Ouvir a premissa do filme é de fazer torcer o nariz. Uma entidade maligna que é transmitida sexualmente e pode assumir a forma de qualquer pessoa. Centrada na personagem Jay (interpretada por Maika Monroe), uma adolescente que passa a ser perseguida por essa entidade, a trama se desenvolve na luta dela pela sobrevivência, fazendo a única coisa possível: passando a maldição adiante.
Acontece que isso não é algo tão simples, posto que, se um dos homens a quem ela transmitir essa maldição morrer sem conseguir passá-la adiante, esta torna a persegui-la.

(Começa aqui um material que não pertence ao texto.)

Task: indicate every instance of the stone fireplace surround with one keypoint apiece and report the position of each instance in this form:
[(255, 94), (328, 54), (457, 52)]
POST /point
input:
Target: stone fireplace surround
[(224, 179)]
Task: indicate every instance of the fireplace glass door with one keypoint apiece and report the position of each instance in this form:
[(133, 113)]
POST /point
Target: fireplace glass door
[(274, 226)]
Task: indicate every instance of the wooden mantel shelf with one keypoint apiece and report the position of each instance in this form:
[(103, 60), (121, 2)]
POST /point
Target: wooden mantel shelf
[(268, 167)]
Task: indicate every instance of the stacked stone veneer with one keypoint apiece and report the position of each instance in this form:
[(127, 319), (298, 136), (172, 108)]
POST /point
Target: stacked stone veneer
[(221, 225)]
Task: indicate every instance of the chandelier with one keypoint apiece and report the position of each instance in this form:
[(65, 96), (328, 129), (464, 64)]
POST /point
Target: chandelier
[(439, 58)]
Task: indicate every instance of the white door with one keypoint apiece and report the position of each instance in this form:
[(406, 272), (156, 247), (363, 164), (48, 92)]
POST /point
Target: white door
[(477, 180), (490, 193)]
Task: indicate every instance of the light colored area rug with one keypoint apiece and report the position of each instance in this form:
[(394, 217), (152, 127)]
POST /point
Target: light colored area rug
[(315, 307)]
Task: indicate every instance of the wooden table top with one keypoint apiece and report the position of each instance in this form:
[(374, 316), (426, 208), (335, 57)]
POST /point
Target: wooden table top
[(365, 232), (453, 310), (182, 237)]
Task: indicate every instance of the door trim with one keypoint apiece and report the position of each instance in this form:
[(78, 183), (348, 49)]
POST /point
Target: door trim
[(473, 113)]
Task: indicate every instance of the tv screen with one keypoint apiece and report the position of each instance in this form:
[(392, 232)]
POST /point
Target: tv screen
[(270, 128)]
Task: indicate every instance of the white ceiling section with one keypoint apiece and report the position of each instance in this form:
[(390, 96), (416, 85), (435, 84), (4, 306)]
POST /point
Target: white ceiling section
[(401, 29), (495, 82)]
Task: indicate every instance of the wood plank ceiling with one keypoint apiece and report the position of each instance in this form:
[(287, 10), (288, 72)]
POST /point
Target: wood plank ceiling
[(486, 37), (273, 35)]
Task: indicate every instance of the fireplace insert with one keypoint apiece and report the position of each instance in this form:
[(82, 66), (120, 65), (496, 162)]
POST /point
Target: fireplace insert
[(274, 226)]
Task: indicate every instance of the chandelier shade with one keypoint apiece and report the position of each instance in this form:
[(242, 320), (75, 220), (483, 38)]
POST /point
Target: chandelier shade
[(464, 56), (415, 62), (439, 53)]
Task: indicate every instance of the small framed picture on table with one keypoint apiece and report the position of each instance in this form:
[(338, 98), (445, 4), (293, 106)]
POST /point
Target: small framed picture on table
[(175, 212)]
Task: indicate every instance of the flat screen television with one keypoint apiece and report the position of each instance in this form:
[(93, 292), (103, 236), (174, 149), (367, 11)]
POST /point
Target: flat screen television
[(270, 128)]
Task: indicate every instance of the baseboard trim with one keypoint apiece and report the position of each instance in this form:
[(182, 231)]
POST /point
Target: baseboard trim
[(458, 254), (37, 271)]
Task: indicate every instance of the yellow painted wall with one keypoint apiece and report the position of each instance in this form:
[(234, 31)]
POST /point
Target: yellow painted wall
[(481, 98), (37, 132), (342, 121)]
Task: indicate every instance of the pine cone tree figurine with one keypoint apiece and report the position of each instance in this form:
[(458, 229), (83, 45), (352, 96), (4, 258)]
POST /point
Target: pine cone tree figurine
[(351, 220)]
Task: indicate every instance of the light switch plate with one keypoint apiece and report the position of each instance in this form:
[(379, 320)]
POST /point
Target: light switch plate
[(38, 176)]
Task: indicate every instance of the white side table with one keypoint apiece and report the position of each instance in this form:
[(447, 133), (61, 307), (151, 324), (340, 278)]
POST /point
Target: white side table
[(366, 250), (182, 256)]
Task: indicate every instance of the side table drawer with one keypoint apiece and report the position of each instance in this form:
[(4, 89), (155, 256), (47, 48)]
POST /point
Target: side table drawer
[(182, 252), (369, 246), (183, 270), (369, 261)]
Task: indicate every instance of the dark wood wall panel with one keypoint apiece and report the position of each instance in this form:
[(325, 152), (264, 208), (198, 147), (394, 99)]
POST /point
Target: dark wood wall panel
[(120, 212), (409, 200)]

Apesar de premissa muito parecida com filmes trash, Corrente do Mal impressiona logo na sequência inicial. O diretor e roteirista David Robert Mitchell tenciona questões como o feminismo e a moral cristã utilizando o sexo como uma metáfora e o horror como estratégia.
O interessante é que o diretor não faz isso jogando conceitos aleatoriamente na tela, pelo contrário. Mitchell estrutura com calma e muita seriedade seu roteiro, nos colocando como parte de seu filme ao acompanharmos o olhar de Jay. Os enquadramentos sempre muito próximos ao rosto da protagonista, meio ao lado, como se fossemos parte da visão dela, observando passivamente o que se passa.
O diretor e roteirista David Robert Mitchell tenciona questões como o feminismo e a moral cristã utilizando o sexo como uma metáfora e o horror como estratégia.
Mais do que necessariamente sustos, Corrente do Mal coloca o espectador em uma redoma de tensão, angústia e paranoia, construindo uma espécie de panóptico através do olhar vigilante de muitos homens para com Jay. A protagonista sente-se constantemente perseguida, e acabamos nos sentindo da mesma forma.
Não faltam momentos em que somos postos diante de cenas que insinuam estupro, prostituição e sexo sem nenhum interesse, que é o que passa a cercar a existência da protagonista. Entretanto, a naturalidade com que o roteiro apresenta estas situações mostra que o cerne da questão não é o ato sexual em si, já que nada é erotizado.
Vale ressaltar também que, ao utilizar jovens sem recorrer à sensualidade (e fugindo do universo escolar) e criar uma lacuna de representatividade de adultos, Corrente do Mal sutilmente critica a própria sociedade norte-americana, a família e seus pilares, construindo (através da ausência) lares ruídos e jovens melancólicos e entediados, remetendo à construção que Jeffrey Eugenides faz em seu livro As Virgens Suicidas.
Talvez isso corrobore com o horror, já que torna-se também psicológico, uma tensão que desequilibra o emocional dos personagens e, consequentemente, chega até nós via paranoia.
Não há exagero em dizer que há tempos não assistíamos cinema de horror que fizesse uso inteligente dos enquadramentos e da iluminação. Mitchell dá show na mise-en-scène, e mostra que o terror é mais que possível em locais abertos. Junte a isso uma estonteante direção de arte e fotografia e a atuação impactante de Maika Monroe e voilà, temos um grande filme.